REKLAMA
Cześć, szukam następcy dla swojego Golfa V 2,0 TDI. Auto mam już 10 lat więc pora na zmianę. Golfa kupiłem jako roczne auto z niemieckiej sieci dealerskiej, obecnie chcę nabyć samochód nowy. Golfem przejechałem 130k km, obecny przebieg nieco przekracza 160k km.
Nie ukrywam, że byłem przekonany, że Golfa zmienię na Audi A3 Sportback. W salonie przeżyłem szok. 2,0 TDI Quattro występuje tylko z manualną skrzynią biegów. Co więcej nie ma wersji mocniejszej niż 150KM. W samochodzie tej klasy wolałbym jednak automat i przynajmniej okolice 200KM.
Interesujące jest BMW 120d X-drive z automatem, nie jestem wprawdzie fanem marki, ale 190 koni powinno dawać radę. Szkoda, że mocniejszy diesel występuje tylko w wersji RWD. Już bym wolał napęd na przód niż tylko tył.
Teoretycznie wszystkie wymagania spełnia Mercedes A220d 4MATIC ze skrzynią 7AT, ale nie do końca podoba mi się jego stylizacja.
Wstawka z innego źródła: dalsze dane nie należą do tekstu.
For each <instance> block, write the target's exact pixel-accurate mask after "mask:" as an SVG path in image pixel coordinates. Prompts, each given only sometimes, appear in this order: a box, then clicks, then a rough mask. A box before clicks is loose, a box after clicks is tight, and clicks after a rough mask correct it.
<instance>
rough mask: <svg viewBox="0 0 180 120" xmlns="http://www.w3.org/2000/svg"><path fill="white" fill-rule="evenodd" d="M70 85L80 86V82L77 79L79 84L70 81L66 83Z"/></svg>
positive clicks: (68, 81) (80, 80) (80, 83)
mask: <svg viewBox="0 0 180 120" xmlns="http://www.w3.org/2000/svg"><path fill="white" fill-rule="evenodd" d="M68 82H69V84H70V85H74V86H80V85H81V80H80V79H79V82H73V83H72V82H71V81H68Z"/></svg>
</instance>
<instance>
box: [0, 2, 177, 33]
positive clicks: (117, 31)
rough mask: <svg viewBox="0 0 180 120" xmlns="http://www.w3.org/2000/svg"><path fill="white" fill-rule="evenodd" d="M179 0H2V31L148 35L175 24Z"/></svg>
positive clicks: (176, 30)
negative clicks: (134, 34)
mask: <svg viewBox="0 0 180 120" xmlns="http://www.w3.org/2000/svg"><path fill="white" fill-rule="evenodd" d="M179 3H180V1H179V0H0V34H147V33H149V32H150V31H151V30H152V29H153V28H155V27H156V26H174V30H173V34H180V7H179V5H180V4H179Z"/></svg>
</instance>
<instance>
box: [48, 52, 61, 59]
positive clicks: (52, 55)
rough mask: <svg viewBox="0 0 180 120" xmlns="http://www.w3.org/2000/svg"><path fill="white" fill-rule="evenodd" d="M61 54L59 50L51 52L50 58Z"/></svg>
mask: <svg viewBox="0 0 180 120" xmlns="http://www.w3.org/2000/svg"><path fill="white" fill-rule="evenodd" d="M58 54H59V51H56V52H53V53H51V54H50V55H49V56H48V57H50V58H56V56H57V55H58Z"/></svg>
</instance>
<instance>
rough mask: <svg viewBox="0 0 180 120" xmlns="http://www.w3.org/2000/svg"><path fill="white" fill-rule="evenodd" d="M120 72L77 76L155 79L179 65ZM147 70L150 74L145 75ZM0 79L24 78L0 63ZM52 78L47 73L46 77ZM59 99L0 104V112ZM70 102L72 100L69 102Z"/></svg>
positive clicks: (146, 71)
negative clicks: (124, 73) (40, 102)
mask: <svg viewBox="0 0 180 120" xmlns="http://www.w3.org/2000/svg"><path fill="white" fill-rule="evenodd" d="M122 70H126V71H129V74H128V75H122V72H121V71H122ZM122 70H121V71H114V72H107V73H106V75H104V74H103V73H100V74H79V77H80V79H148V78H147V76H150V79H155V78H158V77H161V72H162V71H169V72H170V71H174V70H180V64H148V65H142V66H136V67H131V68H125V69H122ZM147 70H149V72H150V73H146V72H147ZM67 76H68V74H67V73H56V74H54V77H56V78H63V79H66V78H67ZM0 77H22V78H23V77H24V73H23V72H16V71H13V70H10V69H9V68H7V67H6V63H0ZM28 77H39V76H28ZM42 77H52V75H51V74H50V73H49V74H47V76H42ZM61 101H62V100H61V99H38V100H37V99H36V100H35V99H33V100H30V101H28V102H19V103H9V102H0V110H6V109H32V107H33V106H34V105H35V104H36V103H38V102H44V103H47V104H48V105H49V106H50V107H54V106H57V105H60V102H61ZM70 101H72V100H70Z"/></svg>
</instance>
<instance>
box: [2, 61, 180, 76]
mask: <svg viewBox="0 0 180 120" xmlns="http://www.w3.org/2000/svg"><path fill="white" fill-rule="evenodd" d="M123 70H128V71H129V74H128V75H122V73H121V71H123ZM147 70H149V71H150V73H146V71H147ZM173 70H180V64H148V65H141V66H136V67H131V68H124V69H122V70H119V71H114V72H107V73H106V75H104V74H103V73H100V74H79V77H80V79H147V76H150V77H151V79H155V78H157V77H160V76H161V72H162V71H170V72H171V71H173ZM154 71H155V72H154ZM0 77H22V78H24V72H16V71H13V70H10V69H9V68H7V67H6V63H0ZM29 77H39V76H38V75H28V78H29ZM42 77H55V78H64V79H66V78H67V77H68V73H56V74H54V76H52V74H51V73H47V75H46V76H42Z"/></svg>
Szczególnie wnętrze z tym nieszczęsnym systemem Command. Na zdjęciach wygląda słabo, opinie o multimediach też nie zachwycają, a to dla mnie ważny aspekt. Choć sam nie wiem co ważniejsze - audio czy sensowna skrzynia (a pod tym względem Mercedes jest chwalony).
Zastanawiam się czy tak na prawdę potrzebuje napędu na cztery koła. Z jednej strony przydałby się, gdyż do domu mam ponad 2 kilometry po szutrowej, wyboistej drodze, która przy deszczu/śniegu jest grząska i niepewna. Z drugiej - te auta i tak są na tyle niskie, że nie wiem czy takie rozwiązanie pisząc kolokwialnie "coś da".
Jakieś rady, sugestie, inne opcje mile widziane.